I’m in charge of ice cream, an important element of my household and as a result there are agreed upon criteria for success. I have internal inspectors (me) and external (my teenagers). I can thus produce a fairly simple graph of internal and external inspections and see the areas where there is a difference.

ice cream audit

From this I can tell which categories of findings are pain points and can look for systematic ways to fix them.

In my case, it’s clear the kids do not appreciate only having vanilla, strawberry and chocolate ice cream.

You can apply the same process to your internal vs. regulatory agencies (or certifying body or similar) audit findings.

You can quickly find two major patterns:

  1. Places you are gapping
  2. Places you are tougher than regulatory agencies

For those areas where you are gapping, evaluate your systems and determine what process improvements are necessary. A good area to include in this evaluation is the skill set of your internal auditors. For example, do you need more intensive data integrity training?

For those areas where you are tougher than regulatory agencies, do a quick check to ensure internal expectations are appropriately aligned. And then congratulate yourself.
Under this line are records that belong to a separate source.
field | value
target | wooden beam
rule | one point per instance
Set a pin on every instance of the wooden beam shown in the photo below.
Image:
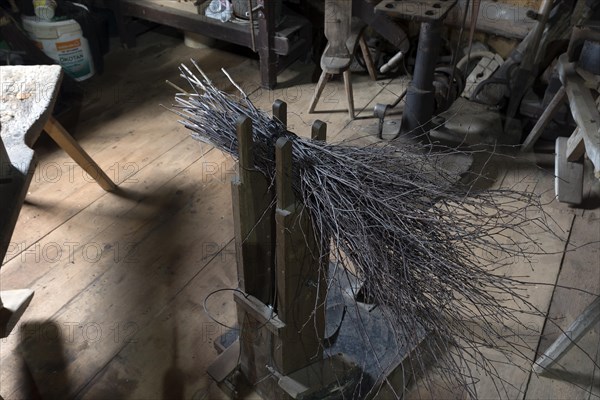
(66, 142)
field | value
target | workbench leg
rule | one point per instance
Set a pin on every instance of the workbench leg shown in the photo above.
(349, 93)
(544, 120)
(266, 47)
(60, 135)
(367, 57)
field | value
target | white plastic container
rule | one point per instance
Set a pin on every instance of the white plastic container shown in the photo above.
(63, 42)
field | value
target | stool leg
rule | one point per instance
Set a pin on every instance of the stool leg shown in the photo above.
(60, 135)
(348, 85)
(367, 57)
(318, 90)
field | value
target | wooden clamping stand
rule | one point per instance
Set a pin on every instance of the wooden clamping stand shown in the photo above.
(302, 333)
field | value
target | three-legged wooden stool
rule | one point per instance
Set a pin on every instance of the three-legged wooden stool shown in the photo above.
(345, 34)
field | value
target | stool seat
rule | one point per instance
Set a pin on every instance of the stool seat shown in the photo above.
(337, 60)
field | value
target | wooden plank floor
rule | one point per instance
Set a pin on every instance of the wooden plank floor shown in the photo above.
(120, 279)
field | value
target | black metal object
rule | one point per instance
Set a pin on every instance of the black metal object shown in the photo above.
(420, 96)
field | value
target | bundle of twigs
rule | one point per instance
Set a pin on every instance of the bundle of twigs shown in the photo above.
(425, 247)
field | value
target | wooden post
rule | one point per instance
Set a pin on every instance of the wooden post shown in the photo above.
(253, 221)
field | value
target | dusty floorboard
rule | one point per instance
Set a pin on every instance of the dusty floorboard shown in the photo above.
(120, 279)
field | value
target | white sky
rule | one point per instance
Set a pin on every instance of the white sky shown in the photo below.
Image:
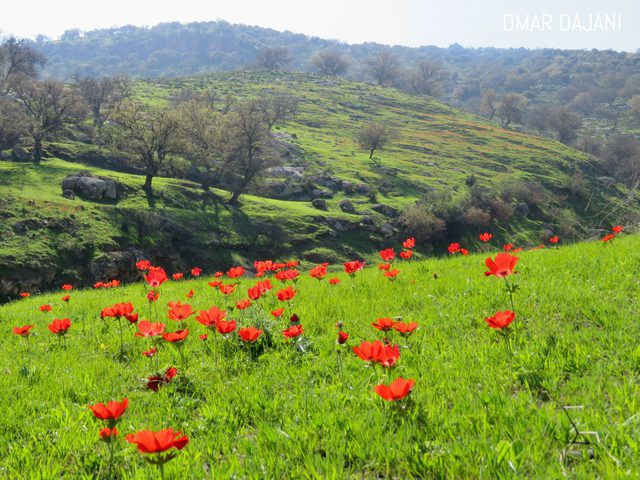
(405, 22)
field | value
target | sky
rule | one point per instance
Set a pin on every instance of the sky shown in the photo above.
(471, 23)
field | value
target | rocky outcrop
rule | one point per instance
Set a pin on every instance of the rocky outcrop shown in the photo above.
(90, 187)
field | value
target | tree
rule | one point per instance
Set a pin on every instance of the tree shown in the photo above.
(17, 58)
(426, 78)
(51, 108)
(245, 155)
(273, 58)
(330, 62)
(489, 104)
(383, 67)
(511, 108)
(102, 94)
(149, 135)
(374, 137)
(565, 124)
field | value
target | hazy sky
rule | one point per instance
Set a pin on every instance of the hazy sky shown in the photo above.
(404, 22)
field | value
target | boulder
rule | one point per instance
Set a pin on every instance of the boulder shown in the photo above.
(90, 186)
(319, 203)
(347, 206)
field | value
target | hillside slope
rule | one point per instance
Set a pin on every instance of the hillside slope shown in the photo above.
(48, 239)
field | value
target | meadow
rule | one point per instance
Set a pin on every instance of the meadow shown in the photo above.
(553, 394)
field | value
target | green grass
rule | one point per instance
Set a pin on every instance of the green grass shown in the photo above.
(476, 411)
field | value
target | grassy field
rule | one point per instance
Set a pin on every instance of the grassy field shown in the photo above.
(484, 405)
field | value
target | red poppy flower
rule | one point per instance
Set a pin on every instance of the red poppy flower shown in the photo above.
(150, 353)
(243, 304)
(157, 442)
(120, 310)
(111, 411)
(156, 381)
(502, 266)
(179, 311)
(176, 337)
(60, 326)
(225, 327)
(235, 272)
(155, 276)
(392, 274)
(409, 243)
(143, 265)
(227, 289)
(293, 331)
(319, 272)
(342, 337)
(284, 275)
(286, 294)
(108, 434)
(501, 319)
(383, 324)
(352, 267)
(399, 389)
(387, 254)
(23, 331)
(147, 329)
(368, 351)
(210, 318)
(405, 328)
(249, 334)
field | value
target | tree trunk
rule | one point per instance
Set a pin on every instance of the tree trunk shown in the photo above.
(147, 183)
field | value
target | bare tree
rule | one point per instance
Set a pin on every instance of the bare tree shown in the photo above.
(102, 94)
(330, 62)
(565, 124)
(245, 155)
(273, 58)
(383, 67)
(50, 107)
(489, 104)
(17, 58)
(511, 108)
(374, 137)
(426, 78)
(151, 136)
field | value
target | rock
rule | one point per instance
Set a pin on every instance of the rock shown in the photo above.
(90, 186)
(319, 203)
(347, 206)
(21, 154)
(385, 210)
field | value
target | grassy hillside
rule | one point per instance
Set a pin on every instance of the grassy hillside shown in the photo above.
(47, 239)
(484, 405)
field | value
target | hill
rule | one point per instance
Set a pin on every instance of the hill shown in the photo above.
(468, 175)
(484, 404)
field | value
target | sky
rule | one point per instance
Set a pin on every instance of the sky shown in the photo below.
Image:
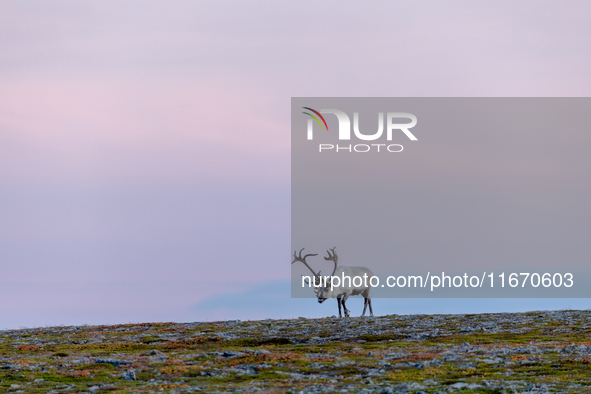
(145, 146)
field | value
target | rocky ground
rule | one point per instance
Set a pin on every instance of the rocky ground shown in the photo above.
(488, 353)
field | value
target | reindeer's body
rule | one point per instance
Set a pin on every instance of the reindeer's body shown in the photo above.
(345, 289)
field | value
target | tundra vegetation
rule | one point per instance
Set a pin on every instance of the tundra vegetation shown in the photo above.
(485, 353)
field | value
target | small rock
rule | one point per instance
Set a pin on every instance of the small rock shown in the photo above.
(128, 375)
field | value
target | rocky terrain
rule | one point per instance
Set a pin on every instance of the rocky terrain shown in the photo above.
(489, 353)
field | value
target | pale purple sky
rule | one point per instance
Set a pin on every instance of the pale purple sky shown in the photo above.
(144, 146)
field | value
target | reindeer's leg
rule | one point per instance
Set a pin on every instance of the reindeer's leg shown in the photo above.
(347, 312)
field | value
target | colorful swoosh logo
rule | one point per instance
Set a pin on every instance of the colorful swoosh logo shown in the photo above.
(315, 118)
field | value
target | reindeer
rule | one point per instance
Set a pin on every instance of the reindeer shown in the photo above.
(346, 288)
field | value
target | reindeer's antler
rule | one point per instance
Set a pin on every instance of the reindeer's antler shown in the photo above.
(303, 259)
(333, 257)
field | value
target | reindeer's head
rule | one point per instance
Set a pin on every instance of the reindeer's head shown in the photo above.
(323, 292)
(301, 259)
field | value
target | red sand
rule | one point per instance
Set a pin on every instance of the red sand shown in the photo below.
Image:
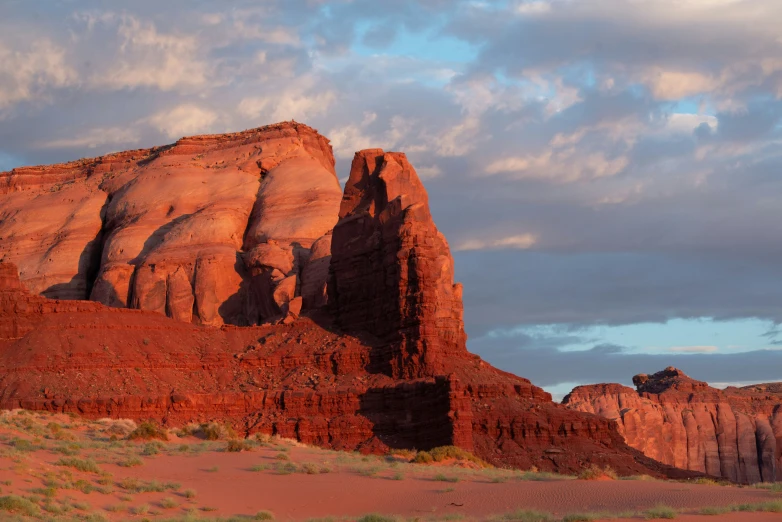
(234, 489)
(225, 483)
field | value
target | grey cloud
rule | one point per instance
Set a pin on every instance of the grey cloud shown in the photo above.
(546, 366)
(690, 227)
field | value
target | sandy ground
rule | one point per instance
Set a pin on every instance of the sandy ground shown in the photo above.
(294, 482)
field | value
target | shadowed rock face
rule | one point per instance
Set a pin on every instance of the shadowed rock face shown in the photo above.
(392, 270)
(238, 228)
(733, 433)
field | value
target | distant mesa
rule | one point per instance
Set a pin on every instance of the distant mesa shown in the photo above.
(228, 277)
(735, 434)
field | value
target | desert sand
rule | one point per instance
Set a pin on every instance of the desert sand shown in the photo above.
(73, 468)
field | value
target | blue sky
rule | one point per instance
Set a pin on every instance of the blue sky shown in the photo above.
(607, 172)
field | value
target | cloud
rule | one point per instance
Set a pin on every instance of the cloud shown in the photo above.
(289, 105)
(693, 349)
(547, 365)
(184, 120)
(622, 169)
(147, 57)
(95, 138)
(30, 74)
(519, 242)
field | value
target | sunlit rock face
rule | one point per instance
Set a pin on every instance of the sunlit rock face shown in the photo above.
(210, 230)
(670, 417)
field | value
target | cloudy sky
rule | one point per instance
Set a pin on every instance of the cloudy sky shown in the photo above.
(607, 172)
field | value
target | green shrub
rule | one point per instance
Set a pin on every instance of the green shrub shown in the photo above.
(595, 472)
(148, 431)
(151, 448)
(442, 453)
(23, 445)
(131, 462)
(581, 517)
(423, 457)
(86, 465)
(310, 469)
(236, 446)
(168, 503)
(217, 431)
(442, 478)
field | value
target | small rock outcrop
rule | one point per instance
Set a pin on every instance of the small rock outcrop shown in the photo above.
(734, 433)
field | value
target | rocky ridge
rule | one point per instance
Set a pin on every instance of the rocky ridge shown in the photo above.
(345, 323)
(734, 433)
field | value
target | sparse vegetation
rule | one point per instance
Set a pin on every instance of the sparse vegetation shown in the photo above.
(18, 505)
(526, 515)
(376, 518)
(236, 446)
(216, 431)
(148, 431)
(86, 465)
(443, 478)
(664, 512)
(168, 503)
(130, 462)
(595, 472)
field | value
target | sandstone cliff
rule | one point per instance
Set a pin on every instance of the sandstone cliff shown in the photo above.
(734, 433)
(384, 365)
(210, 230)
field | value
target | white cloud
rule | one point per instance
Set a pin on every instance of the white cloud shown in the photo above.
(562, 166)
(96, 137)
(30, 74)
(149, 58)
(672, 85)
(429, 172)
(518, 242)
(532, 7)
(183, 120)
(693, 349)
(295, 103)
(684, 123)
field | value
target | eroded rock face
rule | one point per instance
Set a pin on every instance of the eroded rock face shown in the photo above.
(732, 433)
(136, 229)
(391, 269)
(238, 228)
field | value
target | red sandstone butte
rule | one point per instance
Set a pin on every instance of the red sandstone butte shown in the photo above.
(734, 433)
(262, 297)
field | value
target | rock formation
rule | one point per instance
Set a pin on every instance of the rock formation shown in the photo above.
(734, 433)
(370, 353)
(392, 270)
(213, 229)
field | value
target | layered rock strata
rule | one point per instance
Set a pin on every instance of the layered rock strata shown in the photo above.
(211, 230)
(734, 433)
(383, 365)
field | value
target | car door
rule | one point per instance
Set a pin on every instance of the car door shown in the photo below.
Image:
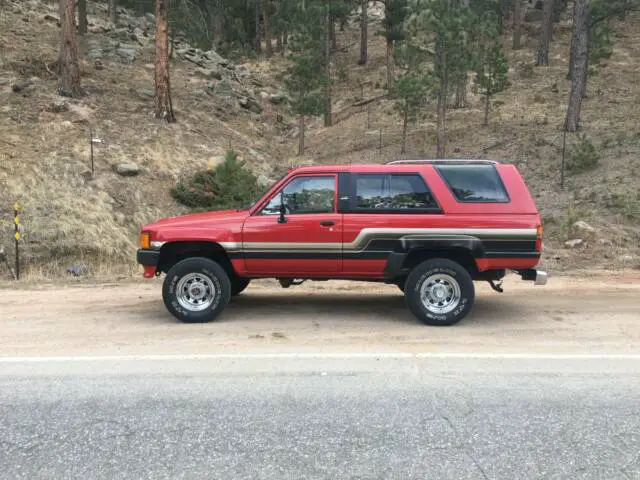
(309, 240)
(385, 207)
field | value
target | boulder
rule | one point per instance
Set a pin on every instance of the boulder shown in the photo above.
(210, 73)
(575, 243)
(126, 53)
(78, 270)
(533, 16)
(277, 98)
(58, 106)
(582, 230)
(127, 169)
(250, 104)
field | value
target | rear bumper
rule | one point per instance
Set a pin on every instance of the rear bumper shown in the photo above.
(148, 258)
(539, 277)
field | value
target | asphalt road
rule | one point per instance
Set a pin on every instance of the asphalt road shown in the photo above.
(330, 417)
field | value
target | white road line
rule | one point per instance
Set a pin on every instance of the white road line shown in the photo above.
(277, 356)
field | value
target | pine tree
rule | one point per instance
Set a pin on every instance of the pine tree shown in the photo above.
(229, 185)
(580, 44)
(410, 90)
(491, 73)
(447, 20)
(112, 11)
(305, 77)
(395, 14)
(163, 106)
(82, 17)
(364, 27)
(69, 70)
(546, 32)
(517, 24)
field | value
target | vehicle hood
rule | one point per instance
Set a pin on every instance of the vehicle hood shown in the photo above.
(219, 226)
(205, 219)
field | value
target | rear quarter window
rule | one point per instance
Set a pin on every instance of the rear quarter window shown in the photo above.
(474, 183)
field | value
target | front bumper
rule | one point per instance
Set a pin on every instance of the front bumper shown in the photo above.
(539, 277)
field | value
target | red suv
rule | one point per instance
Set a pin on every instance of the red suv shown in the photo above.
(431, 227)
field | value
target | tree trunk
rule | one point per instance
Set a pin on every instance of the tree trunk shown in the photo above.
(404, 129)
(585, 73)
(546, 30)
(327, 66)
(364, 27)
(517, 25)
(558, 7)
(82, 17)
(334, 40)
(440, 133)
(572, 51)
(163, 107)
(581, 42)
(461, 87)
(461, 94)
(68, 62)
(112, 11)
(267, 32)
(285, 40)
(443, 94)
(257, 41)
(216, 25)
(301, 135)
(390, 65)
(487, 106)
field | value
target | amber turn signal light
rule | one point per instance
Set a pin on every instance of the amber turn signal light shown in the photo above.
(145, 240)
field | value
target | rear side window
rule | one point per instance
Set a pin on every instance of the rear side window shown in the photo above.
(474, 183)
(392, 192)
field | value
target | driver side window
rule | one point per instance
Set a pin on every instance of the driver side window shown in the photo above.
(305, 195)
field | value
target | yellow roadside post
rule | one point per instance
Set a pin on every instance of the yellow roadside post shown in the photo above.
(17, 208)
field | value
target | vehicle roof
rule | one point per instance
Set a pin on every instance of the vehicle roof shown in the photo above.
(391, 165)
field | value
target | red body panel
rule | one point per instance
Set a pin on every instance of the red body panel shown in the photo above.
(248, 235)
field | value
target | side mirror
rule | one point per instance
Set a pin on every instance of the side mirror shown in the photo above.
(283, 209)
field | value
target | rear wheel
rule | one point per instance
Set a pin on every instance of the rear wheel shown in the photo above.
(196, 290)
(439, 292)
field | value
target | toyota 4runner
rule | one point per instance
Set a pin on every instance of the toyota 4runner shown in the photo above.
(431, 227)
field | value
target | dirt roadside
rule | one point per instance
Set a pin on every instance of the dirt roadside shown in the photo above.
(595, 314)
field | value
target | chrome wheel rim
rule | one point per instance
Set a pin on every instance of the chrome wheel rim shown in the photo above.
(440, 293)
(195, 292)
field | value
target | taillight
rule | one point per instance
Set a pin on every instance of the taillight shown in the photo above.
(145, 240)
(539, 230)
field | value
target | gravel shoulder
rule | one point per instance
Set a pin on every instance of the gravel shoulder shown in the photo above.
(589, 314)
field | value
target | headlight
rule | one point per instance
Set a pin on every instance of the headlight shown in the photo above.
(145, 240)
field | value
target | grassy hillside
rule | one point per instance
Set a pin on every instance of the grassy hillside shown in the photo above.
(72, 217)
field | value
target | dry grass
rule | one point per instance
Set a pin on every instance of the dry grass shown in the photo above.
(73, 218)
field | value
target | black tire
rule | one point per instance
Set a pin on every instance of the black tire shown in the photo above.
(238, 284)
(204, 272)
(455, 280)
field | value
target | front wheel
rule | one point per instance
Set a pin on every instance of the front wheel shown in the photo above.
(439, 292)
(196, 290)
(238, 285)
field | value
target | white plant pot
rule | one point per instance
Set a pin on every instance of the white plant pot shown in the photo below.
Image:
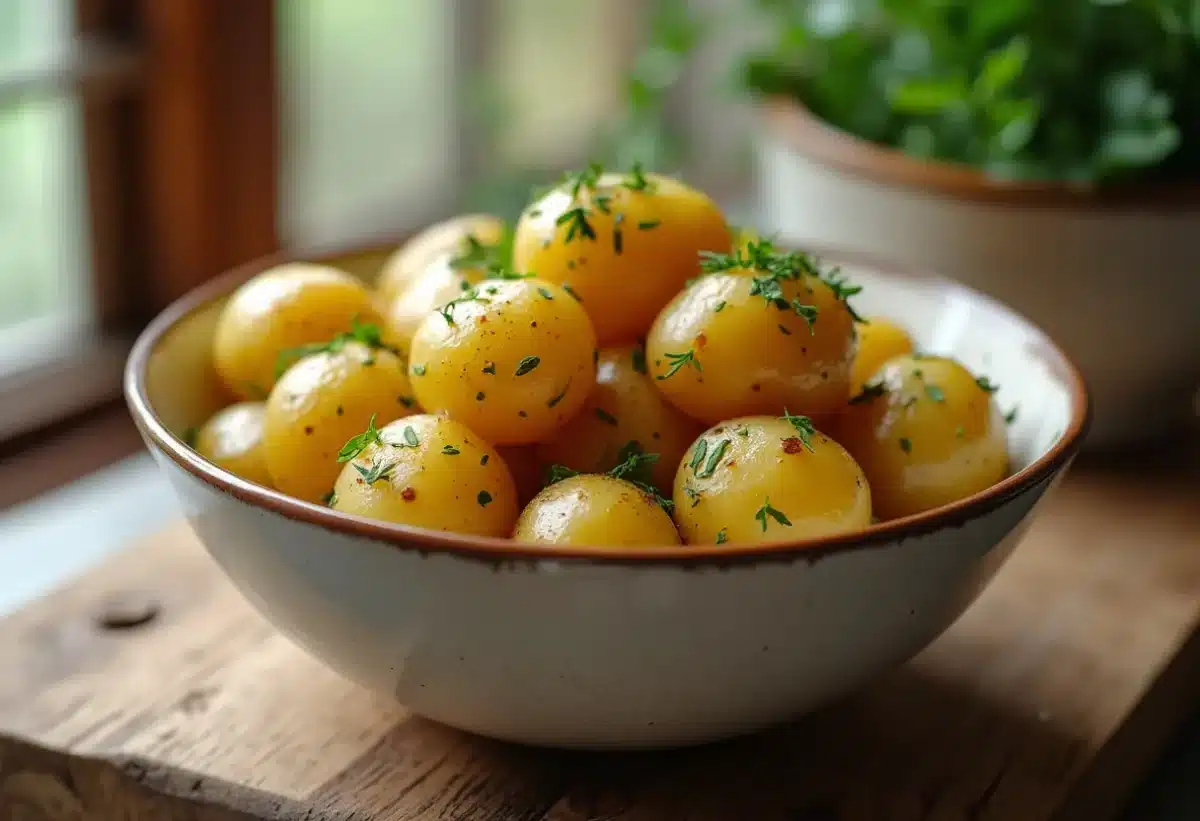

You might have some areas where you have internal findings but absolutely no external. This might be a good indication that this might be a cutting edge area and you are doing a great job keeping ahead of the curve.

Take an additional step. Go to a source of inspection findings, such as the FDA’s 483 collection, and add them to your graph. This can help you identify additional areas of potential improvement. This can be especially helpful if you are a smaller company that does not have a wealth of data to draw.

We should all be doing what we can to anticipate trends and benchmark ourselves. This sort of data review and go a long way to finding some potential pain points before they get worse.